Eglises d'Asie

Hong-Kong : les parlementaires pro-démocratie démissionnent après la révocation de quatre députés

Publié le 13/11/2020




Le 11 novembre, après la révocation de quatre députés pro-démocratie du Conseil législatif hong-kongais, au moins quinze parlementaires ont annoncé leur démission en signe de solidarité. Selon les parlementaires, la décision de Carrie Lam, cheffe de l’exécutif hong-kongais, « signe l’arrêt de mort de ce qui restait du système politique hong-kongais ». « J’ai déjà dit que si le fait de me battre pour la démocratie et les droits de l’homme devait me conduire à être révoqué, ce serait pour moi un honneur. Je le redis aujourd’hui », a déclaré Dennis Kwok, révoqué du Conseil législatif en mai 2020.

Le Legco, le siège du Conseil législatif de Hong-Kong (en avril 2020).

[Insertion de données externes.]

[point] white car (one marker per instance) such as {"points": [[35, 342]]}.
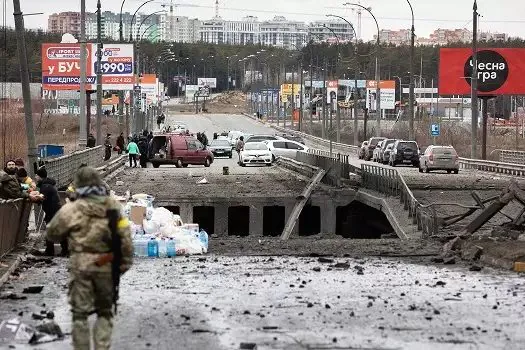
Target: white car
{"points": [[285, 148], [255, 153]]}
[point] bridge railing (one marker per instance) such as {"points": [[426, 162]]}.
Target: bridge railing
{"points": [[14, 220], [391, 183]]}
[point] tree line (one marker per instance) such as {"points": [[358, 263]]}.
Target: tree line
{"points": [[196, 59]]}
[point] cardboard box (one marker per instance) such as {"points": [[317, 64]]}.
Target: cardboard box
{"points": [[137, 214]]}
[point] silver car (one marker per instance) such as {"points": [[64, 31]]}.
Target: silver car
{"points": [[439, 158]]}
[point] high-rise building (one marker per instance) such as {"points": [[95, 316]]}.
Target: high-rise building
{"points": [[330, 31], [64, 22], [283, 33]]}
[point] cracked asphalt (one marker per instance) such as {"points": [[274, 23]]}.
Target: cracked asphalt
{"points": [[286, 302]]}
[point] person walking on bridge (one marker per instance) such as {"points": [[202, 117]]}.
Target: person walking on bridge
{"points": [[101, 251]]}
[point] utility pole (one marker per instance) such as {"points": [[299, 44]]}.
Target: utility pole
{"points": [[32, 152], [301, 89], [99, 74], [474, 83], [82, 140], [411, 132]]}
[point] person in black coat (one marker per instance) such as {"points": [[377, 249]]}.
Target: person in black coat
{"points": [[50, 205]]}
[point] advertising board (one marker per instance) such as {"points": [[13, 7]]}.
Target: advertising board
{"points": [[500, 71], [61, 67], [388, 94], [210, 82], [117, 66]]}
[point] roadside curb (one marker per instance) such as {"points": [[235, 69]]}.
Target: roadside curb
{"points": [[16, 257]]}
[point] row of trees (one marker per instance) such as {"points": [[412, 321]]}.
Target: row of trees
{"points": [[192, 60]]}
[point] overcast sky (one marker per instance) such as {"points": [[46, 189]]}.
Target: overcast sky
{"points": [[498, 16]]}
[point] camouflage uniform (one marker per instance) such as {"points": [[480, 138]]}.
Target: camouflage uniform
{"points": [[85, 224]]}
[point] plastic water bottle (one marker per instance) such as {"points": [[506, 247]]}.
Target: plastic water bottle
{"points": [[153, 248], [163, 248], [171, 249], [203, 237]]}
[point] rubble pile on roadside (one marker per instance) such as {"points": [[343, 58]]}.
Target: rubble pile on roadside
{"points": [[158, 233]]}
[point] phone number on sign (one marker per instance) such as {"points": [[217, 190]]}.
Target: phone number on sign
{"points": [[117, 80]]}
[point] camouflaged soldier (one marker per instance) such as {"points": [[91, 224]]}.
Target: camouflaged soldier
{"points": [[86, 224]]}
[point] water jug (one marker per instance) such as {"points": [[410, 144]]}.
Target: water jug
{"points": [[153, 248], [171, 250], [203, 237]]}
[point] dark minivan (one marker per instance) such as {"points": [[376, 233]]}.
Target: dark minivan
{"points": [[180, 150], [404, 152]]}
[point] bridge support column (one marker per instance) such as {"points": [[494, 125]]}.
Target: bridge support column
{"points": [[328, 218], [256, 220], [221, 220]]}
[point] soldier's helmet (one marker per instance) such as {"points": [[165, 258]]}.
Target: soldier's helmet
{"points": [[87, 176]]}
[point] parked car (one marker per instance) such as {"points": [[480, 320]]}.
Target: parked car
{"points": [[377, 150], [372, 144], [362, 150], [285, 148], [439, 158], [404, 152], [256, 153], [385, 157], [180, 150], [382, 149], [260, 138], [221, 148]]}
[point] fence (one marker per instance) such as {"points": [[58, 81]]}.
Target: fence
{"points": [[14, 220], [62, 169]]}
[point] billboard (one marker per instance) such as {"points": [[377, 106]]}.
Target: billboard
{"points": [[210, 82], [61, 67], [500, 71], [388, 94], [117, 66]]}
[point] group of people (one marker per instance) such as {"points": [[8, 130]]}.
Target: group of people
{"points": [[15, 183]]}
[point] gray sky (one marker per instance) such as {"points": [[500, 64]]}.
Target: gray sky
{"points": [[498, 16]]}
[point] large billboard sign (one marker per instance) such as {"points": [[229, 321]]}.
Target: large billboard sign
{"points": [[117, 66], [61, 66], [388, 94], [209, 82], [500, 71]]}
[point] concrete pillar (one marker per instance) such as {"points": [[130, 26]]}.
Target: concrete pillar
{"points": [[287, 213], [328, 217], [256, 220], [186, 212], [221, 219]]}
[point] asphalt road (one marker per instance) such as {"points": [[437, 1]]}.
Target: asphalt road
{"points": [[293, 303]]}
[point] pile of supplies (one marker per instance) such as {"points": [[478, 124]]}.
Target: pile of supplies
{"points": [[158, 233]]}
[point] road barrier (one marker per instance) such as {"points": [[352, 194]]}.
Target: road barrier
{"points": [[62, 169], [513, 162], [14, 220]]}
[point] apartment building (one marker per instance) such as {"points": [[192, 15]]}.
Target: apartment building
{"points": [[64, 22]]}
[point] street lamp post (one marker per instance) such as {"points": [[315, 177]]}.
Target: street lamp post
{"points": [[411, 86], [378, 75]]}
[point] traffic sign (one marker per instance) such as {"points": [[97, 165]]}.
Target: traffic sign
{"points": [[435, 130]]}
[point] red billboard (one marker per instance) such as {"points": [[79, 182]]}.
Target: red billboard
{"points": [[500, 71], [61, 67]]}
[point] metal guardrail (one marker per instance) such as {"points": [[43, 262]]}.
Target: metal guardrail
{"points": [[492, 166], [512, 157], [508, 166], [391, 183], [14, 220], [62, 169]]}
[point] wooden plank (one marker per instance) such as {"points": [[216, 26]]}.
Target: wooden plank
{"points": [[305, 196]]}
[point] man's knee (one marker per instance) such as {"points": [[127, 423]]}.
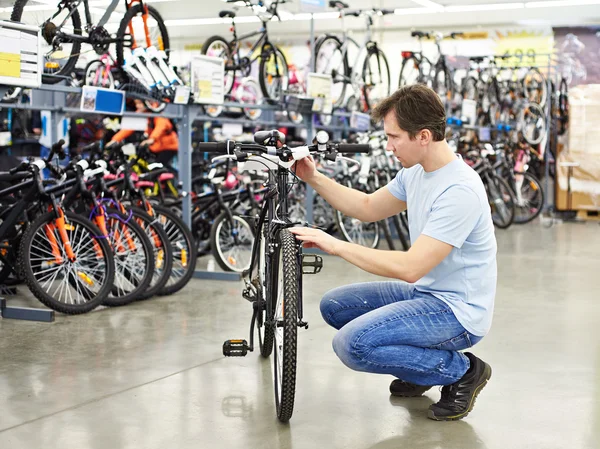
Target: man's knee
{"points": [[330, 304], [348, 350]]}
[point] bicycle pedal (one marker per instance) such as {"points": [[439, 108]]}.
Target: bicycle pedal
{"points": [[311, 264], [235, 348]]}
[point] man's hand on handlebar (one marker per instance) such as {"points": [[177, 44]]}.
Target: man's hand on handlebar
{"points": [[305, 169], [315, 238]]}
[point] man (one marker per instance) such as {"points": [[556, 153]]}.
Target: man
{"points": [[442, 298]]}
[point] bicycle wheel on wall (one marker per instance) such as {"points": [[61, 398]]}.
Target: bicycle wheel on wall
{"points": [[330, 59], [273, 74], [218, 47], [376, 77], [145, 30], [286, 288], [71, 287], [530, 198], [59, 62]]}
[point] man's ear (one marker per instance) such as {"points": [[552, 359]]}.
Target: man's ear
{"points": [[424, 137]]}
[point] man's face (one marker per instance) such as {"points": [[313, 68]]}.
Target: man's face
{"points": [[407, 151]]}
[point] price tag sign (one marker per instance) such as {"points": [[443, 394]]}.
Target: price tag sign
{"points": [[319, 87], [360, 121], [469, 111], [20, 55], [208, 80], [182, 95]]}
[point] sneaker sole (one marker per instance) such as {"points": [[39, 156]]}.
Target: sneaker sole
{"points": [[431, 414], [409, 395]]}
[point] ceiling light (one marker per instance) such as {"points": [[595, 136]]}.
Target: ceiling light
{"points": [[484, 7], [429, 4], [201, 21], [556, 3], [412, 11]]}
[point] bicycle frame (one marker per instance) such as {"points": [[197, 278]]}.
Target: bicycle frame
{"points": [[72, 5], [275, 216]]}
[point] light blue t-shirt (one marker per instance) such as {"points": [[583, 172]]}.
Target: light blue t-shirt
{"points": [[450, 204]]}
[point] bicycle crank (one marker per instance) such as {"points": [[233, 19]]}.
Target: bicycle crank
{"points": [[235, 348], [311, 264]]}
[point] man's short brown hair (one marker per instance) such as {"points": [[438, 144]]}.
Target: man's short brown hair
{"points": [[416, 108]]}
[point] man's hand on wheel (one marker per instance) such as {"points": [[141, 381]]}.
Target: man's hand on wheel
{"points": [[315, 238]]}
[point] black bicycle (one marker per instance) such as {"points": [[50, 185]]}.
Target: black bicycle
{"points": [[273, 70], [274, 280], [141, 27]]}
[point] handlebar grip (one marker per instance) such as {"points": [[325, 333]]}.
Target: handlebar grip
{"points": [[215, 147], [353, 148], [91, 147], [23, 166], [58, 145]]}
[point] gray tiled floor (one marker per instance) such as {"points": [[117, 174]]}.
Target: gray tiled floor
{"points": [[151, 375]]}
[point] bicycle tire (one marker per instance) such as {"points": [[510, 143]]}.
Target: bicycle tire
{"points": [[159, 240], [496, 184], [339, 101], [264, 60], [410, 62], [111, 78], [129, 15], [286, 333], [121, 294], [523, 213], [229, 81], [184, 250], [217, 247], [107, 265], [66, 70], [380, 55]]}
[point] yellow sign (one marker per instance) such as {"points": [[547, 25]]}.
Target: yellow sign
{"points": [[204, 89], [10, 65]]}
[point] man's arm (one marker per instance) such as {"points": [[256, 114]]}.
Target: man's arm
{"points": [[410, 266], [426, 254], [354, 203]]}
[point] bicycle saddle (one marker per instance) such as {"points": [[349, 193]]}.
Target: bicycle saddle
{"points": [[229, 14], [338, 4]]}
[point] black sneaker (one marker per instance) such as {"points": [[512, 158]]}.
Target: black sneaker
{"points": [[458, 398], [406, 389]]}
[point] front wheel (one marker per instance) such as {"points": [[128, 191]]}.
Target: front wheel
{"points": [[286, 278], [231, 240]]}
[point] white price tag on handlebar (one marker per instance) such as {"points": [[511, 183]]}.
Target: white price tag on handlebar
{"points": [[365, 166]]}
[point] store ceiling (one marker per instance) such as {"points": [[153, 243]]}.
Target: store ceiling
{"points": [[186, 19]]}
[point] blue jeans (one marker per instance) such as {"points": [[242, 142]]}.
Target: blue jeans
{"points": [[391, 328]]}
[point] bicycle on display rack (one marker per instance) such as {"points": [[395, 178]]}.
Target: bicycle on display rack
{"points": [[273, 70], [332, 58], [141, 27], [417, 68], [274, 279]]}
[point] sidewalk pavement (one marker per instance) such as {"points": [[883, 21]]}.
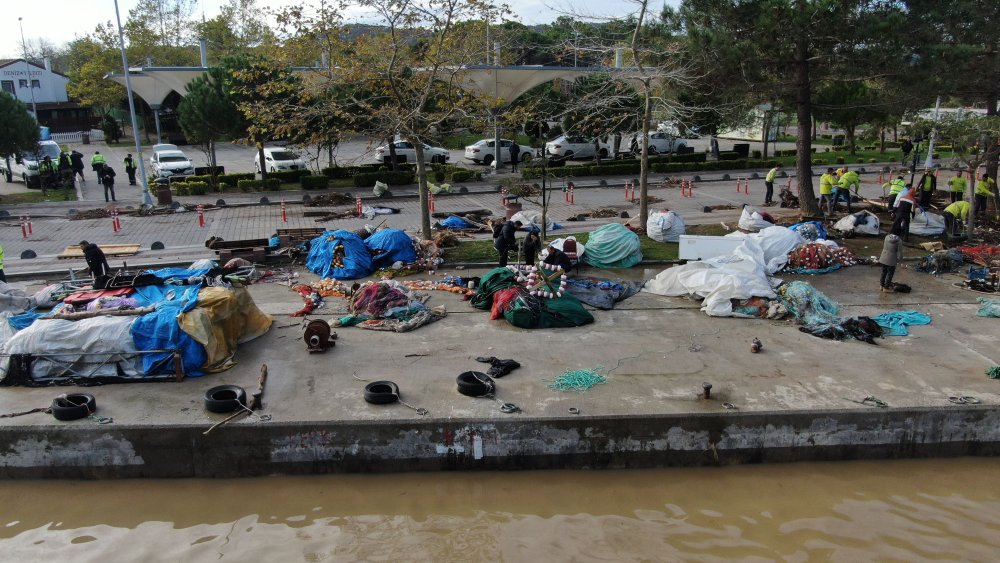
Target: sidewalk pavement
{"points": [[244, 218]]}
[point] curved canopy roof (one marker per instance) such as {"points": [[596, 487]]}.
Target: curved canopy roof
{"points": [[508, 83]]}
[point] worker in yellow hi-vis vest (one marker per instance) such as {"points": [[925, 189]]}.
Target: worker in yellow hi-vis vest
{"points": [[769, 183]]}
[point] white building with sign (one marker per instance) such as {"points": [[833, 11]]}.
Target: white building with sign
{"points": [[41, 87]]}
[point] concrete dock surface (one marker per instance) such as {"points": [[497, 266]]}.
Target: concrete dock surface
{"points": [[793, 401]]}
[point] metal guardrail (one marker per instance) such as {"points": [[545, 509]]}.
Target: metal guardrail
{"points": [[77, 136]]}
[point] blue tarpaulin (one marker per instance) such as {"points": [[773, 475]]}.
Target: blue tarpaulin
{"points": [[159, 330], [894, 323], [355, 263], [177, 273], [810, 230], [389, 246], [24, 320]]}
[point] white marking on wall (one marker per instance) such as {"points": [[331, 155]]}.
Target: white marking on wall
{"points": [[102, 451], [477, 447]]}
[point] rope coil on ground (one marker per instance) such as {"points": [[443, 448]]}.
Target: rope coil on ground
{"points": [[479, 385]]}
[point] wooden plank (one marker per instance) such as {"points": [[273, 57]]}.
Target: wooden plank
{"points": [[230, 244], [108, 249]]}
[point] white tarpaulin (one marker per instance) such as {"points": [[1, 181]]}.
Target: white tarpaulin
{"points": [[863, 222], [664, 226], [739, 275], [63, 348], [751, 220], [926, 224]]}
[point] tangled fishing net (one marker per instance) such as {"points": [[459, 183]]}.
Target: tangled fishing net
{"points": [[818, 258], [578, 380]]}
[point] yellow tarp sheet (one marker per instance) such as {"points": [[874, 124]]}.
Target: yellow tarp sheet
{"points": [[223, 319]]}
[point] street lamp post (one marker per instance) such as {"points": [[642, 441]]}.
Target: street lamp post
{"points": [[27, 69], [146, 199]]}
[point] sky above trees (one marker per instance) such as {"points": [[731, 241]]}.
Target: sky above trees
{"points": [[60, 21]]}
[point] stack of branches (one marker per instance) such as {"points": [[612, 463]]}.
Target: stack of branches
{"points": [[343, 214], [329, 200]]}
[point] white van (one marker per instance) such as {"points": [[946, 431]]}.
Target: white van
{"points": [[278, 158], [25, 166]]}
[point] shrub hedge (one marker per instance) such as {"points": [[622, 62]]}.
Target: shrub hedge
{"points": [[271, 184], [632, 167], [314, 182], [368, 179], [233, 180], [289, 176]]}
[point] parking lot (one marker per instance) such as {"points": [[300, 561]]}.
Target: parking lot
{"points": [[240, 158]]}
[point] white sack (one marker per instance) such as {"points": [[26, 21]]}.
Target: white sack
{"points": [[664, 226], [926, 224], [751, 220]]}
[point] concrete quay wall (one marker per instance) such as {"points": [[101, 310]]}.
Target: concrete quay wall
{"points": [[243, 449]]}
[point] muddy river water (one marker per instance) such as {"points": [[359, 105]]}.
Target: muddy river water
{"points": [[857, 511]]}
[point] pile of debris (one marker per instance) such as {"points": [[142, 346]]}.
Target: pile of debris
{"points": [[329, 200]]}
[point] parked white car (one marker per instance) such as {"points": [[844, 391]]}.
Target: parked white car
{"points": [[165, 147], [572, 147], [166, 163], [278, 158], [660, 142], [405, 152], [25, 166], [483, 152]]}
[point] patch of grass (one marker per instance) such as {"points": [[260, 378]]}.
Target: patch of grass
{"points": [[483, 251]]}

Ce mercredi 11 novembre, quinze parlementaires hong-kongais pro-démocratie ont annoncé leur démission après la révocation de quatre députés pro-démocratie par Pékin. Les parlementaires ont annoncé cette décision en signe de solidarité et afin de faire pression pour le suffrage universel dans la Région administrative spéciale chinoise. Le Congrès national du Parti communiste chinois a voté une nouvelle mesure pénalisant les parlementaires qui « soutiennent ou militent pour l’indépendance de Hong-Kong et qui refuse de reconnaître la souveraineté de Pékin dans la région ». Les quatre députés pro-démocratie ont été évincés dans ce cadre. Carrie Lam, cheffe de l’exécutif hong-kongais, a déclaré qu’ils n’avaient pas respecté leurs obligations en tant que parlementaires et qu’ils avaient rompu leur serment d’allégeance envers le gouvernement hong-kongais, dans le cadre de l’article 104 de la Loi fondamentale – qui sert de Constitution à Hong-Kong et qui a été adoptée il y a 23 ans, lors de la rétrocession de la ville à la Chine par le Royaume-Uni. « Aujourd’hui, nous annonçons notre démission, alors que nos collègues ont été révoqués brutalement et injustement par le gouvernement central », a déclaré Wu Chi-wai, président du parti démocrate hong-kongais. Pour les parlementaires pro-démocratie, Carrie Lam a « signé l’arrêt de mort de ce qui restait du système politique hong-kongais ».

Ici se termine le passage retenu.